Having grown up in Thomasville, Dent said that she has experience with nearly ever city school in the system, apart from Jerger, having grown up in a diverse selection of academic atmospheres.
"I was born and raised in Thomasvlle," she said. "I attended all Thomasville City Schools, with the exception of Jerger, that was the only school I didn't attend."
While a student at Thomasville High School, Dent said that she was member of the state runner-up 1992-93 basketball team, later receiving an athletic scholarship for college in Cleveland, GA after she graduated.
"I attended there for one year, but I got pregnant so I came home," she said. "I was not one of those children who made very good choices. Some of my choices were good, but other choices were very poor."
Pregnancy, however, didn't keep Dent from continuing her education, finally graduating from Thomas University in 2003, and later pursuing her Masters, becoming one of the first in her family to receive a college education.
"I graduated in 2004 with a bachelor's degree in rehabilitation counseling from Thomas University and then I came back again and earned my master's in 2007 from Thomas University," she said.
Pursuing her career as a counselor, Dent decided that the local community needed a program that would help break barriers and shatter shackles, founding No More Shackles Mentoring Program, Inc., which she said was all about helping others reach their full potential.
"Our mentoring program is about breaking the shackles on peoples', childrens' lives," she said. "Shackles can be physical, mental, emotional, social, career, anything that keeps you stagnant. Any barrier that keeps you from your full, maximum potential."
Dent works hard to coordinate events in the community through her program. One of which is the Unity in the Community flag football game, which invited local law enforcement and the community to enjoy an evening together.
"We brought law enforcement officers and civilians together to kinda, like, bridge the gap between them, with everything going on with social media and racial profiling, police brutality," she said. "So, we kinda brought the local officers here together with civilians, we had a community flag football game."
when I was doing my research for the need of a youth mentoring program, and once had God had given me a name through another child, No More Shackles, I was looking up, you know, what does that really mean? Not just physical shackles, I was looking up stuff like Freedom Day and Emancipation Day and that's when I learned about Juneteenth."

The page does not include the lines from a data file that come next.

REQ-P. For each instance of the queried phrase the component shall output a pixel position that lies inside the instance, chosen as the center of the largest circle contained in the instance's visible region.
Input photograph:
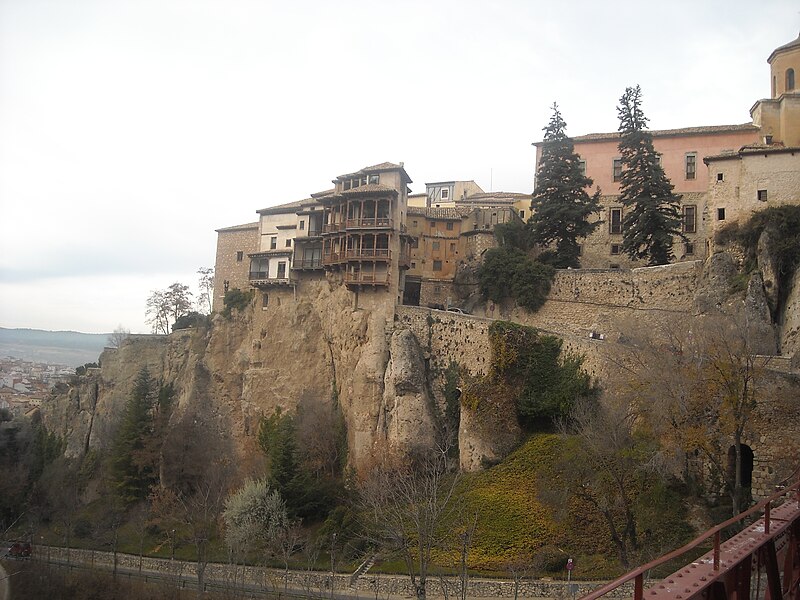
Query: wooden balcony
(370, 253)
(370, 223)
(364, 278)
(306, 265)
(262, 279)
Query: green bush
(192, 319)
(236, 299)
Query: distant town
(25, 384)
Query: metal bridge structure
(760, 562)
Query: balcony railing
(312, 263)
(258, 278)
(383, 222)
(367, 278)
(332, 227)
(381, 253)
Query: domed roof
(793, 45)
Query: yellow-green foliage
(512, 522)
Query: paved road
(4, 594)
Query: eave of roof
(786, 47)
(661, 133)
(243, 227)
(753, 150)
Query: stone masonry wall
(315, 582)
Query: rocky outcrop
(406, 411)
(713, 287)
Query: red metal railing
(781, 514)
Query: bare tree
(411, 509)
(158, 312)
(206, 287)
(699, 389)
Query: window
(615, 220)
(691, 166)
(689, 219)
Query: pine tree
(561, 206)
(133, 474)
(653, 218)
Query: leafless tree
(206, 286)
(411, 507)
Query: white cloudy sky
(131, 129)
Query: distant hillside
(61, 347)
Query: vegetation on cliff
(529, 376)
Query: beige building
(232, 264)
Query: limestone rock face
(768, 267)
(760, 331)
(712, 289)
(406, 408)
(790, 330)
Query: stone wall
(316, 582)
(232, 263)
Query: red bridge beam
(725, 572)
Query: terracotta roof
(447, 213)
(238, 227)
(790, 46)
(602, 137)
(513, 196)
(370, 188)
(751, 149)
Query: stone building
(232, 264)
(695, 158)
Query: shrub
(236, 299)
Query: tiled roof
(447, 213)
(370, 188)
(601, 137)
(753, 149)
(238, 227)
(790, 46)
(511, 196)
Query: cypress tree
(561, 206)
(132, 476)
(653, 215)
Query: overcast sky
(131, 130)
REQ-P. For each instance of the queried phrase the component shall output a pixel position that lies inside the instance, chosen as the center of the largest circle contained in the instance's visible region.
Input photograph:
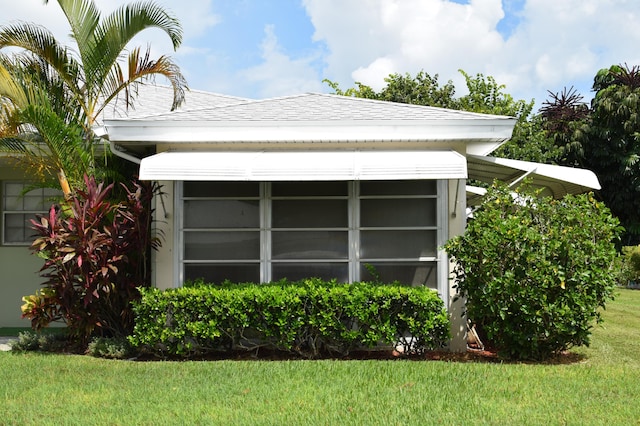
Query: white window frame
(45, 195)
(353, 199)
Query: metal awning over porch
(303, 165)
(555, 181)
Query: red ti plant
(96, 257)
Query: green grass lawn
(602, 387)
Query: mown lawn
(601, 387)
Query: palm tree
(52, 95)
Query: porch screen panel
(310, 230)
(221, 231)
(398, 231)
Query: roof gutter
(119, 152)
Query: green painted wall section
(18, 277)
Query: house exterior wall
(457, 224)
(19, 276)
(166, 266)
(163, 269)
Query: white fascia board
(303, 165)
(493, 131)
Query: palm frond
(40, 42)
(115, 32)
(140, 68)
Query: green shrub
(534, 271)
(96, 256)
(309, 318)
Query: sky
(269, 48)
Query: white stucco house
(298, 186)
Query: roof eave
(162, 132)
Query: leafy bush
(95, 255)
(534, 271)
(310, 318)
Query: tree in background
(57, 93)
(604, 138)
(529, 141)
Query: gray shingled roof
(315, 107)
(154, 100)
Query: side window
(18, 208)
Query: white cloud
(279, 74)
(555, 43)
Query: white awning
(556, 181)
(303, 165)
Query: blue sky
(266, 48)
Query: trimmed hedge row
(310, 318)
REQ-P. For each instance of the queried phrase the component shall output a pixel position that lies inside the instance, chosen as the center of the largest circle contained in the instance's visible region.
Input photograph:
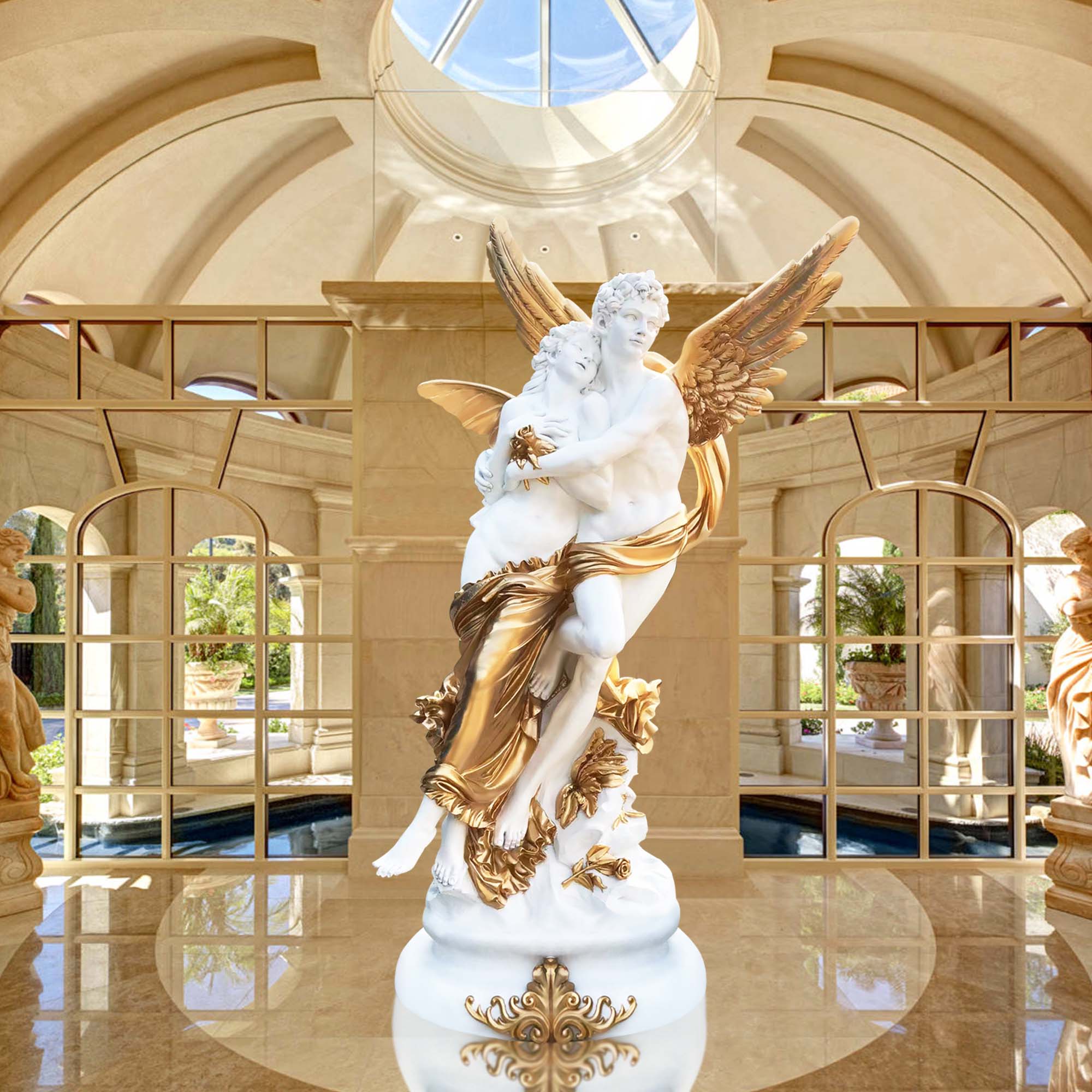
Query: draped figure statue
(568, 585)
(1070, 692)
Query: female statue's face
(577, 362)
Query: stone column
(20, 867)
(1071, 864)
(305, 658)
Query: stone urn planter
(881, 687)
(212, 689)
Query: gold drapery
(484, 723)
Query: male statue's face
(11, 555)
(633, 330)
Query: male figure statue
(647, 447)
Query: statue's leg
(416, 839)
(452, 861)
(603, 600)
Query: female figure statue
(20, 720)
(1070, 692)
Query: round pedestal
(433, 981)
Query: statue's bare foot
(512, 827)
(450, 865)
(407, 851)
(547, 674)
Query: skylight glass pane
(662, 22)
(498, 55)
(424, 22)
(590, 53)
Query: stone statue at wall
(21, 733)
(1070, 692)
(536, 732)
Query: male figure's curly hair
(622, 289)
(1083, 537)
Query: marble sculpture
(537, 732)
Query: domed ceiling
(209, 152)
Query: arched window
(225, 389)
(550, 53)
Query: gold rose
(598, 860)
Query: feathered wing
(477, 406)
(533, 299)
(726, 370)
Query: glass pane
(964, 826)
(122, 599)
(589, 51)
(498, 55)
(311, 602)
(122, 361)
(970, 600)
(782, 826)
(1040, 841)
(970, 752)
(41, 668)
(877, 752)
(874, 364)
(1055, 363)
(871, 683)
(874, 601)
(213, 827)
(122, 676)
(132, 525)
(218, 676)
(971, 676)
(308, 361)
(123, 825)
(310, 826)
(213, 353)
(305, 751)
(781, 753)
(1042, 756)
(212, 752)
(877, 826)
(50, 769)
(49, 615)
(121, 752)
(662, 22)
(310, 675)
(963, 528)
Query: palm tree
(871, 601)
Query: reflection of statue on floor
(21, 731)
(1070, 692)
(553, 594)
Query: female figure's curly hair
(549, 349)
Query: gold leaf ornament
(551, 1010)
(528, 447)
(597, 862)
(600, 767)
(550, 1067)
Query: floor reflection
(863, 979)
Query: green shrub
(49, 758)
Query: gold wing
(533, 299)
(726, 369)
(477, 406)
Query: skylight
(548, 53)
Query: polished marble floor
(859, 979)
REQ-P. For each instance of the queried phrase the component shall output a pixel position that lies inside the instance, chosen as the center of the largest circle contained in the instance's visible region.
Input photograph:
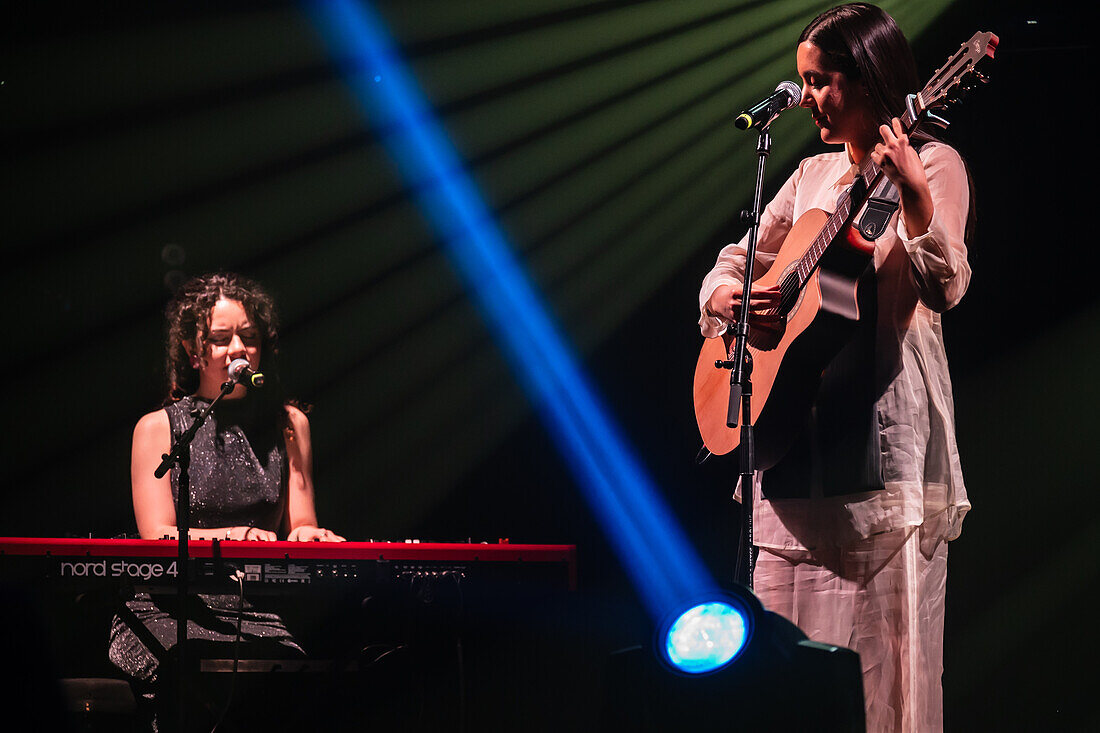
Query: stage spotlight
(706, 635)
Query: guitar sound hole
(789, 293)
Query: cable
(239, 577)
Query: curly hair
(188, 316)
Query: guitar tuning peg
(938, 121)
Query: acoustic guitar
(818, 270)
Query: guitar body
(820, 269)
(787, 370)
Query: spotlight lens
(705, 637)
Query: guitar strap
(879, 209)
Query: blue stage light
(708, 635)
(641, 528)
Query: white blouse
(916, 280)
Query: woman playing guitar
(853, 521)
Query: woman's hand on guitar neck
(726, 304)
(903, 166)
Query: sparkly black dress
(238, 478)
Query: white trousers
(882, 598)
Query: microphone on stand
(787, 95)
(240, 371)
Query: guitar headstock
(956, 77)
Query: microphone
(240, 371)
(787, 95)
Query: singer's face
(231, 336)
(839, 107)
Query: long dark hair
(188, 316)
(862, 42)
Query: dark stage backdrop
(145, 142)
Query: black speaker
(782, 682)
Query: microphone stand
(180, 455)
(740, 365)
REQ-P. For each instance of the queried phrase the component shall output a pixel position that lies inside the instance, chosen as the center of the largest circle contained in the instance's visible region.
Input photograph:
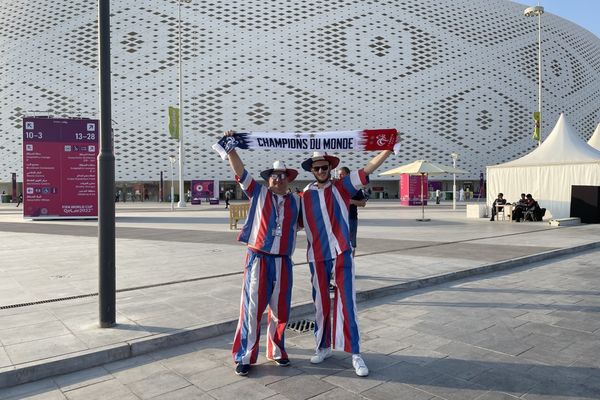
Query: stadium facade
(452, 76)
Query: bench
(237, 212)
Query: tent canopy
(562, 146)
(548, 172)
(595, 139)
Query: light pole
(454, 158)
(172, 160)
(181, 157)
(537, 11)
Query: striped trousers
(345, 329)
(267, 282)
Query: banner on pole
(536, 128)
(174, 123)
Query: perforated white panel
(452, 76)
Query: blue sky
(585, 13)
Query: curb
(77, 361)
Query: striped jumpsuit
(329, 253)
(267, 271)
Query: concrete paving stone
(382, 346)
(417, 355)
(465, 369)
(451, 388)
(106, 390)
(506, 379)
(50, 395)
(376, 361)
(391, 331)
(28, 389)
(130, 373)
(327, 368)
(507, 322)
(425, 339)
(542, 318)
(586, 322)
(337, 394)
(409, 373)
(551, 330)
(168, 322)
(268, 372)
(395, 390)
(561, 390)
(347, 380)
(4, 359)
(142, 310)
(82, 378)
(251, 391)
(190, 364)
(157, 384)
(124, 331)
(44, 348)
(33, 332)
(496, 396)
(216, 378)
(186, 393)
(21, 318)
(300, 387)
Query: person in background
(358, 200)
(227, 198)
(519, 208)
(325, 208)
(500, 201)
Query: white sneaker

Speaking with other members of the Douglass Alumni Association, she realized that Juneteenth would be a great way to embody the ideals of her mentoring program, raise funds for nonprofit organizations, and speak to the community in one concentrated event. Dent believes the Juneteenth event was one of her greatest achievements.
"It is one of my greatest babies," she said. "if I could put it that way, because it encompasses so much. We can speak to the youth, we can speak to the parents, we can speak to the schools, we can speak to the churches, we can speak to the communities, so, we can speak to the person, that is like one event that can take care of most anything, most any barriers."
Recognized by the City of Thomasville for her efforts with a proclamation from Mayor Jay Flowers, and later recognized as Thomas County's 2022 Woman of the Year, Dent said that she was somewhat surprised that she had even been nominated.
"When I was informed that I would be the nominated for Woman of the Year, the first thing I questioned was 'why?'" she said. "I'm just doing what we're commissioned by God to do. I'm not doing anything spectacular, I'm just doing what God wants all of us to do, and that is to feed our brothers and sisters when they're hungry, clothe them when they are naked, love them when they feel unloved, make them feel like they belong when they feel alone, and to unify the body of Christ."
A proud mother and member of the local Thomas County NAACP branch, Dent said that she is naturally a fixer and a nurturer, and that doing what she has done in the community to help people, is something that simply came natural to her.
"When I see a need, it moves me," she said. "In the natural, I'm a fixer. Well, of course, I'm a mother, so, you know, mothers are naturally fixers. I'm a nurturer and a fixer and if I can do anything, it doesn't have to be big, to help someone, I will do it."
At the end of the day, Dent said that the only person she wanted recognized for her efforts was God, who she said moved through everyone in the community and made achievements like Juneteenth possible.
"I just want to make God proud and I want God to receive the glory for anything and everything that I do," she said.
Dent said that the future holds growth for Juneteenth as a movement and will consist of monthly events, including workshops and family nights, adding that she is setting her sights on the growing issue of literacy rates in the local community.